Tarihin bu çok önemli liderlik figürü kendisinin sonunu getiren hangi liderlik hatalarını yaptı? İş dünyasında biz yöneticilerin çıkartması gereken çok ders var:
* Çevrenizdeki insanlara değersiz ve yetersiz hissettirmeyin.
* Durum değerlendirmesi yaparken kişi – konu, duygu-düşünce ayırımlarını çok iyi yapabilmeniz gerek. Böylelikle yerinde ve zamanında esnek şekilde pozisyon almakta zorluk çekmez, insanlarla uyumlanma beceriniz sayesinde üstenci bir tavır sergilediğiniz şeklindeki algılara da engel olabilirsiniz.
* Lideri olmayan bir organizasyon olmadığı gibi, organizasyonunun desteğini alamayan bir lider de düşünülemez. Yönettiğiniz şirket ve organizasyonun ihtiyaçlarını iyi okumanız gerek. İnsanlar ilk önce liderin kararlarını, sonra da varlık nedenini sorgularlar. Bu ikisi arasında bazen 2 saniye bazen de Caesar’da olduğu gibi 5 yıl zaman vardır. Aradaki farkı belirleyen de sizin liderlik kredibilitenizdir.
* Tablodaki hassas dengeleri görmeye, söylenenlerden söylenmeyenleri duymaya çalışın. Caesar’ın en büyük hatası da içinde bulunduğu ortamdaki dengeleri okuyamamasıydı. İnsanlarla iyi ilişkiler ve güçlü bağlar kurmuştu ancak değişen ilişki dengelerini göremedi.
* Caesar’ın bir başka büyük hatası sevdiği insanlara merhamet bağışlamayı bir güç unsuru olarak kullanmasıydı. “Ne olursan ol yine de gel” anlayışı bilgece bir yaklaşımdır. İnsanlar, onun kendilerine merhamet bağışlaması karşısında kendilerini ezilmiş hissediyordu ve ondan nefret ediyorlardı. Kendisi sevdiği insanları affedip kin gütmeme özelliğine sahipti ve herkesi de böyle sanıyordu.

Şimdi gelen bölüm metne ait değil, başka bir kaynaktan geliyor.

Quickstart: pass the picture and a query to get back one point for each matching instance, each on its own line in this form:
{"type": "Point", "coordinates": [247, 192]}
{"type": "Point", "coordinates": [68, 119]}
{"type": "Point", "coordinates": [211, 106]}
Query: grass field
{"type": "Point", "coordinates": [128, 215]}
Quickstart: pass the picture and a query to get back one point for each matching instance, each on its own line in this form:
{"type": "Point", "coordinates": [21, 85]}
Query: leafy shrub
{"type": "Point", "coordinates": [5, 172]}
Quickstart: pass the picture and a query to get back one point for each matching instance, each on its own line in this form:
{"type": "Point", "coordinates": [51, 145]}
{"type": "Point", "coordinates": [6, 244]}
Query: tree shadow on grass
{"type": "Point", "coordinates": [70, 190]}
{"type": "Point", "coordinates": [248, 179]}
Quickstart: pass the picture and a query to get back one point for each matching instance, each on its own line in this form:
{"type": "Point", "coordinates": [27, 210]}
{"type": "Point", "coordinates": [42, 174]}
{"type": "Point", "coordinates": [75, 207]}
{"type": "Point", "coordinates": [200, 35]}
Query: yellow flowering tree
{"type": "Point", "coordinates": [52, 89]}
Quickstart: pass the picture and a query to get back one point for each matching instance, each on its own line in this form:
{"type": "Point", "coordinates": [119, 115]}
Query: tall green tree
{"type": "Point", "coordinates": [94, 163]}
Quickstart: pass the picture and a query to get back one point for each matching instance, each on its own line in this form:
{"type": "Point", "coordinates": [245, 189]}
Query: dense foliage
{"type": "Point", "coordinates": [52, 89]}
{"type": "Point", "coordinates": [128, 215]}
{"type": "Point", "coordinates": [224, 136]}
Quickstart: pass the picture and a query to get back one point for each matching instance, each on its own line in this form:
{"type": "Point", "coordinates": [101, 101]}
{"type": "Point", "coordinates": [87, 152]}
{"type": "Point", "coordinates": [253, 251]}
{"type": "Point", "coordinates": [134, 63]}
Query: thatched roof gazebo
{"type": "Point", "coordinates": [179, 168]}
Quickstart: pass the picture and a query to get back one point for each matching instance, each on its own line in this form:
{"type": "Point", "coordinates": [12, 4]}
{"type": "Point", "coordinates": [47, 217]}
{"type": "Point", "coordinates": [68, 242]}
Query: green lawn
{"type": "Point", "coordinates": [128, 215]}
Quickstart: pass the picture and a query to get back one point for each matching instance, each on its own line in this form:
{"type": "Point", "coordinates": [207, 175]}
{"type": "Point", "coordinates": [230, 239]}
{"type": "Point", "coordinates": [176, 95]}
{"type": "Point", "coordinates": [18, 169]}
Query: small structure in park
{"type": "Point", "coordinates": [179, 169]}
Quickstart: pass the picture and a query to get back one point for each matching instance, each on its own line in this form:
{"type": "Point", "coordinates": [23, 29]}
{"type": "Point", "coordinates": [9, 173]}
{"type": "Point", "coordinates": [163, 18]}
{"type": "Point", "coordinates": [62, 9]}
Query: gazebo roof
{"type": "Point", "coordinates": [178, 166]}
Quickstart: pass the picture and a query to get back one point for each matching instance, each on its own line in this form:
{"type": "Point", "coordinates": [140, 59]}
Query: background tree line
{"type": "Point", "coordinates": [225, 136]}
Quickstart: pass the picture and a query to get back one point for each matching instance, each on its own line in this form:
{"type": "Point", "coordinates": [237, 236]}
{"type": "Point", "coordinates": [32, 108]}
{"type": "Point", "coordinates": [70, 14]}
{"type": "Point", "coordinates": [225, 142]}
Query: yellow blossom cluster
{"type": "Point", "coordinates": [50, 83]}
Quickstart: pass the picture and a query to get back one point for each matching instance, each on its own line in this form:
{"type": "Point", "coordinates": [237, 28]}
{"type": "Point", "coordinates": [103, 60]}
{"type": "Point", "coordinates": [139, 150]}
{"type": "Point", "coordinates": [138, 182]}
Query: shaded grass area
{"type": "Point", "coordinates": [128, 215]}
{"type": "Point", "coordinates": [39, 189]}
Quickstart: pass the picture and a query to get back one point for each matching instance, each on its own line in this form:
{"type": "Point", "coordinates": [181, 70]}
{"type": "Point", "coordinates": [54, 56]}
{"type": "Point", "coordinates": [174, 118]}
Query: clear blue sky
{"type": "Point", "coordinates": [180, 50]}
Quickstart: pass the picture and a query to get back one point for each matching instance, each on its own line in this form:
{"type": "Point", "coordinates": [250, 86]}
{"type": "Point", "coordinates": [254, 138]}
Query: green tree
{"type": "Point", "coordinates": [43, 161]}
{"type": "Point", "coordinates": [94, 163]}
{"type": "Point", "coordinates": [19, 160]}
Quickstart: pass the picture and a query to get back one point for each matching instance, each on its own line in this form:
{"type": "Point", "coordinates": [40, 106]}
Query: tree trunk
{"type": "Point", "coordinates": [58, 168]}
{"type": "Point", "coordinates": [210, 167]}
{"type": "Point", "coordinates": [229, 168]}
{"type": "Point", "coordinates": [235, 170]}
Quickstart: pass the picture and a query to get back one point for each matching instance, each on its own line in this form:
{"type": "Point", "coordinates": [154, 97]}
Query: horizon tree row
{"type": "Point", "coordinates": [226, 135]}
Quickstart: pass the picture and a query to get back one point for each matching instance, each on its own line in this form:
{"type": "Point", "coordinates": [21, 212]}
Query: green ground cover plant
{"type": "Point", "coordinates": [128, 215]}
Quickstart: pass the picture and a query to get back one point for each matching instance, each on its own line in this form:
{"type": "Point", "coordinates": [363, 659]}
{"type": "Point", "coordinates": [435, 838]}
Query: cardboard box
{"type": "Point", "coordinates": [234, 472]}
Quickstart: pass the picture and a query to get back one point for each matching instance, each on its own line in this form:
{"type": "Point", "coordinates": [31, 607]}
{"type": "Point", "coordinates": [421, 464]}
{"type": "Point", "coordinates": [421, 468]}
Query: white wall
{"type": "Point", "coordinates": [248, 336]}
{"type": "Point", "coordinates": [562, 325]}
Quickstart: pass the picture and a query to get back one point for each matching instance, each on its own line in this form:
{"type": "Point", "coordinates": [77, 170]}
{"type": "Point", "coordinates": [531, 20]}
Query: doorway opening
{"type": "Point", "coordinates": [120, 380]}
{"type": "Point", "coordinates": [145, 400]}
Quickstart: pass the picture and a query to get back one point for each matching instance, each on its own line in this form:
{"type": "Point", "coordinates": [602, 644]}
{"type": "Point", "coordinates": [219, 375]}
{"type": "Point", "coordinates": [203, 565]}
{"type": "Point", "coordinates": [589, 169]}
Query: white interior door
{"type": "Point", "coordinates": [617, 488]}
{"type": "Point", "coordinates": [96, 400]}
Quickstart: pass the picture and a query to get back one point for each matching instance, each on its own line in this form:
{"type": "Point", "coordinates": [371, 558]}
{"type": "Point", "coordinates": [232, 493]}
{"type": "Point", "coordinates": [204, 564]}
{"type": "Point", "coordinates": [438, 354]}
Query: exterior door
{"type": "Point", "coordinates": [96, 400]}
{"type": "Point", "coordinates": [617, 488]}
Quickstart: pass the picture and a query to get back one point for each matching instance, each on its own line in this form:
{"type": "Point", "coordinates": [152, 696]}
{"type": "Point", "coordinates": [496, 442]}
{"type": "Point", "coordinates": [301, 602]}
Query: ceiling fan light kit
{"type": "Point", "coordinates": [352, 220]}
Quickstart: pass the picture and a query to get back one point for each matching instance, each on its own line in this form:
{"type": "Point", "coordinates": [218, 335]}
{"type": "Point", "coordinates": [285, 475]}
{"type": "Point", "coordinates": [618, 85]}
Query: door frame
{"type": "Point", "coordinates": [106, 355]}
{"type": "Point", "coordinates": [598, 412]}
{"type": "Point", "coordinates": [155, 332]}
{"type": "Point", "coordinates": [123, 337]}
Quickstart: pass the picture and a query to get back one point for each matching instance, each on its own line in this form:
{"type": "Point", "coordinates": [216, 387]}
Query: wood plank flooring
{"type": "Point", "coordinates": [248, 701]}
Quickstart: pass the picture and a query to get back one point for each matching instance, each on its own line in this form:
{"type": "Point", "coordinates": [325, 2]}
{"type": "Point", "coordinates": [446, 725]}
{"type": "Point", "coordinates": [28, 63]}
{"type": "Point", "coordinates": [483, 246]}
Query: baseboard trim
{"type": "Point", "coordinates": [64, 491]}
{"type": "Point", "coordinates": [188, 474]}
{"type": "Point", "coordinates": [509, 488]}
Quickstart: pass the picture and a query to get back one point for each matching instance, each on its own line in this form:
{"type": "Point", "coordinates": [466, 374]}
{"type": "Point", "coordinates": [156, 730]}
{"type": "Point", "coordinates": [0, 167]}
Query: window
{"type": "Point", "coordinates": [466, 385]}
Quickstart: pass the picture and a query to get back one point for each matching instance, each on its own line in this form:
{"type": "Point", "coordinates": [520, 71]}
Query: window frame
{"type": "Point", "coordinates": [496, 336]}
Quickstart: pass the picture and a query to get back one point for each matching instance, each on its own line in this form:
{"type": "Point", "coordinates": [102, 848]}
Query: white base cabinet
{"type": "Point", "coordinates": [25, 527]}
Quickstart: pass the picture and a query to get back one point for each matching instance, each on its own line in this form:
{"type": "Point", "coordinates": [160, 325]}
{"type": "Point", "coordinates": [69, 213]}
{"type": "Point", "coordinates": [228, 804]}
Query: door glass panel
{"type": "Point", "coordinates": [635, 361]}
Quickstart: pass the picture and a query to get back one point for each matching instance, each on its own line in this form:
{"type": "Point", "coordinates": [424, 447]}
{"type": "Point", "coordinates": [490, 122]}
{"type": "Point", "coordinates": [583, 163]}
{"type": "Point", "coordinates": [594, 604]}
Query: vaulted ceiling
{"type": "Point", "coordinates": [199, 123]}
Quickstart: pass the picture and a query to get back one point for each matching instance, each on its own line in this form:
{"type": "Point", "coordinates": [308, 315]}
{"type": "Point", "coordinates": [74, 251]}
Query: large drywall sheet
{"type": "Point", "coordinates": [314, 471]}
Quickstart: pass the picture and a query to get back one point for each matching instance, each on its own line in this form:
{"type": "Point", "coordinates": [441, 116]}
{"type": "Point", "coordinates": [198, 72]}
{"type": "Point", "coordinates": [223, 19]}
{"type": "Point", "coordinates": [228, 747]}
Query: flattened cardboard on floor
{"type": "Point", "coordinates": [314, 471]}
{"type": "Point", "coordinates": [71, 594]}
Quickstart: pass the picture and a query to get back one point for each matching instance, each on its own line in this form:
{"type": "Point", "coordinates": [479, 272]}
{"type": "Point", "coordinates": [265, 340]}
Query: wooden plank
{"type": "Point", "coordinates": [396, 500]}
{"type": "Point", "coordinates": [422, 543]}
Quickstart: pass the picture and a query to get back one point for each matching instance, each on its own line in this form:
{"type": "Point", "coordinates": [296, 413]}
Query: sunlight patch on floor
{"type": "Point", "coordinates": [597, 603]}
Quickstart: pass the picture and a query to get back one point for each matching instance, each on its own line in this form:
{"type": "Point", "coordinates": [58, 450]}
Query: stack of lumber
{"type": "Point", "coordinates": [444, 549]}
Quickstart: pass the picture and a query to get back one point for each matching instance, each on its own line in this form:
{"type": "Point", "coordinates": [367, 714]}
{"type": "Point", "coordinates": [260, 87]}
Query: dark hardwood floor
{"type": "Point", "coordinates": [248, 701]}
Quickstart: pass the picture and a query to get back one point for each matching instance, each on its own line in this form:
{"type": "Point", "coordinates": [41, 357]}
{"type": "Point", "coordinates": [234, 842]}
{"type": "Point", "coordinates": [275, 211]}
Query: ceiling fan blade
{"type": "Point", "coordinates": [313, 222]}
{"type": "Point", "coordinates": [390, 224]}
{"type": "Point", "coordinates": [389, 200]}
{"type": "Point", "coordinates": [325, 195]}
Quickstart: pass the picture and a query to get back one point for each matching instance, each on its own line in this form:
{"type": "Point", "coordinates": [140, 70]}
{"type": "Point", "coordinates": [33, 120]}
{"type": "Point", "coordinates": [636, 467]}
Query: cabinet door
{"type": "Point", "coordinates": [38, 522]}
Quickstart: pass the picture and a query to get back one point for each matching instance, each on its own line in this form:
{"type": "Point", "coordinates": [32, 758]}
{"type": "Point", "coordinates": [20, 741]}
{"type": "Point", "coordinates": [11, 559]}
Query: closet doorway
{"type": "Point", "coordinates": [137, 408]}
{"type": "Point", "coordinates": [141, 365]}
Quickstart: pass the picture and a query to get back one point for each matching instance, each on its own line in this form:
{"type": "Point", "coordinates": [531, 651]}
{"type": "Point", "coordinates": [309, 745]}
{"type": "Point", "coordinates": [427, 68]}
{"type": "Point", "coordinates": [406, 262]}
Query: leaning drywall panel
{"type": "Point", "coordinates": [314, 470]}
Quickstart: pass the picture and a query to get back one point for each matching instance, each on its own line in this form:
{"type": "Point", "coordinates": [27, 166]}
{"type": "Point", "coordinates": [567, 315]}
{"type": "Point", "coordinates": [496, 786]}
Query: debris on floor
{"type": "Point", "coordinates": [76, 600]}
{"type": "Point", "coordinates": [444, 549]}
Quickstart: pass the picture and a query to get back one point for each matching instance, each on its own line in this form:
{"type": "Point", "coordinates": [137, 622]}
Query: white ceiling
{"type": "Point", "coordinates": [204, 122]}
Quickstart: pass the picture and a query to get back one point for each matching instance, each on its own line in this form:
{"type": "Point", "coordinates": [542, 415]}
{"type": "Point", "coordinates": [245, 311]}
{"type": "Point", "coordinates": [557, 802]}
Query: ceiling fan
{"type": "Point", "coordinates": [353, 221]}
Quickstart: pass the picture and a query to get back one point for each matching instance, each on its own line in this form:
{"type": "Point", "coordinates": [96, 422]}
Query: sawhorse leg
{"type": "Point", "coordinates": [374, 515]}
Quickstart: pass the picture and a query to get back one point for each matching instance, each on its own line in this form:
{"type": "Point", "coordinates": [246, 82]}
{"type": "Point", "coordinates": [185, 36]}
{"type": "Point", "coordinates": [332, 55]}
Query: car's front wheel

*Caesar’ın en büyük hatası “İnsanların beni sevmemesi için bir neden göremiyorum?” düşüncesiydi. Aslında duygu okuma konusunda gerçek bir uzman olsa da kendisini o kadar muhteşem görüyordu ki insanların kendisinden nefret etmeleri için bir neden olmadığına inanıyordu. Narsistliği, gerçek tabloyu okumasının önüne geçti.
*Caesar’ın bir diğer büyük hatası insanlara yaptığı iyilikler nedeniyle vefa beklemesiydi. Halbuki Baltasar Gracian’ın dediği gibi sıkılmış bir portakal altın tepsiden çöpe gider, suyu içen çeşmeye arkasını döner. Ve vefa taşınması en ağır ama sırtından atılması da bir o kadar kolay bir yüktür. Saygı – beklenti – sevgi dengesini bir liderlik enstrümanı olarak iyi kuramadı.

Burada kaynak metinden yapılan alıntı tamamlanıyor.